Particle discrimination in a NaI crystal using the COSINUS remote TES design

The COSINUS direct dark matter experiment situated at Laboratori Nazionali del Gran Sasso in Italy is set to investigate the nature of the annually modulating signal detected by the $\mathrm{DAMA}/\mathrm{LIBRA}$ experiment. COSINUS has already demonstrated that sodium iodide crystals can be operated at mK temperature as cryogenic scintillating calorimeters using transition edge sensors, despite the complication of handling a hygroscopic and low melting point material. With results from a new COSINUS prototype, we show that particle discrimination on an event-by-event basis in NaI is feasible using the dual-channel readout of both phonons and scintillation light. The detector was mounted in the novel remoTES design and operated in an above-ground facility for $9.06\mathrm{g}·\mathrm{d}$ of exposure. With a 3.7 g NaI crystal, $e^{-}/\gamma$ events could be clearly distinguished from nuclear recoils down to the nuclear recoil energy threshold of 20 keV.

Figure 1

Schematic of remoTES and light detector. In the remoTES, the TES is deposited on a wafer, which is separated from the absorber crystal. The coupling between the absorber and the TES consists of an Au pad glued on the absorber surface and connected to the TES by two Au-wire bonds [12]. The TES of the light detector is deposited directly on the light detector crystal surface.

Figure 2

(a) The remoTES wafer mounted in the copper holder. The sapphire wafer is placed on sapphire balls and held by a bronze clamp. A ${}^{55}\mathrm{Fe}$ source is taped on a copper piece facing the absorber for the purpose of energy calibration. (b) Microscopic view of the Au pad glued on the NaI crystal and the wire bonding to the remoTES.

Figure 3

(a) SOS light detector mounted in a copper holder. (b) Microscopic view of the electrical connections of the light detector TES and of its separate ohmic heater.

Figure 4

(a) Normalized averaged pulses in the light detector (dashed, dark-blue curve) and in the NaI-remoTES detector (solid, water-green curve).
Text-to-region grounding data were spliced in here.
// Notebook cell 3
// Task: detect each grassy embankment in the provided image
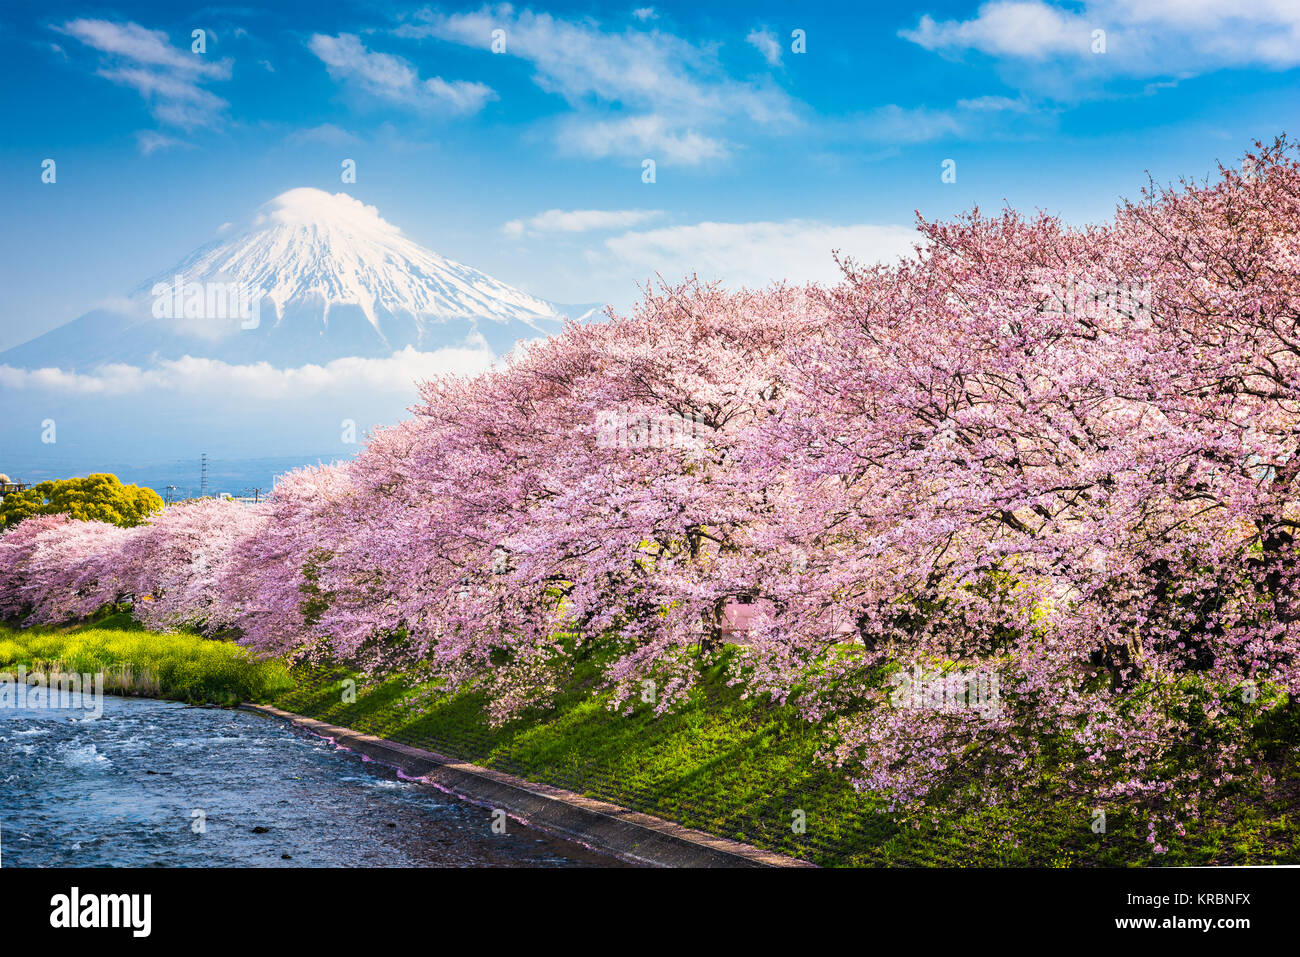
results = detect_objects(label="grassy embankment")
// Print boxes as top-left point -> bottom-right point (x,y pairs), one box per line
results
2,612 -> 1295,866
0,610 -> 293,706
270,651 -> 1299,868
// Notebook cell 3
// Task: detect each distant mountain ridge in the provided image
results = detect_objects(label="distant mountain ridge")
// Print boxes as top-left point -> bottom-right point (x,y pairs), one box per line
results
2,188 -> 601,371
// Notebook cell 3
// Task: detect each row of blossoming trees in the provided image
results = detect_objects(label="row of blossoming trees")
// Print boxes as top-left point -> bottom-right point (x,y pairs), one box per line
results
4,141 -> 1299,842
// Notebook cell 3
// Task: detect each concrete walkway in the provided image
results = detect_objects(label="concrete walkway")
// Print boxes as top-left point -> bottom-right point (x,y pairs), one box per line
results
240,703 -> 814,869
A cleaned sample of nonsaturated events from the Co57 dataset was used for averaging. (b) Deviation of reconstructed energy from nominal energy for simulated events, obtained by superimposing scaled averaged signal pulses onto empty traces for the phonon channel.

Figure 5

Survival probability for simulated events in the analysis chain, estimated using the background dataset. An exponentially decaying energy spectrum was simulated to allow for better statistics at low energies. Statistical uncertainties are indicated for each energy bin. The analysis threshold at an efficiency of 20% is marked by a dashed blue line.

Figure 6

Energy spectrum from the ${}^{57}\mathrm{Co}$ $\gamma$ calibration measurement. A constant conversion factor from pulse amplitude to energy was extracted by fitting a gaussian function to the right shoulder of the 122 keV, and used to calibrate the spectrum. The additional ${}^{57}\mathrm{Co}$ 136 keV peak and two $\gamma$ escape peaks due to I K-$\alpha$, expected at around 88.8 keV and 102.8 keV, are used to cross check the result. The latter deviate by about 2% from their nominal value.

Figure 7

Left: 2D histogram of LY versus phonon channel energy for the background dataset with color-coded number of entries. Right: $e^{-}/\gamma$ energy spectrum of the background dataset. Different contributions are highlighted.

Figure 8

Left: 2D histogram of LY versus phonon channel energy for the neutron calibration dataset with color-coded number of entries. Right: combined energy spectrum of the neutron calibration dataset. Different contributions from the recoil bands are indicated with their respective color. Additionally, the compton contribution to the $e^{-}/\gamma$ spectrum, determined from the background dataset, is highlighted in orange.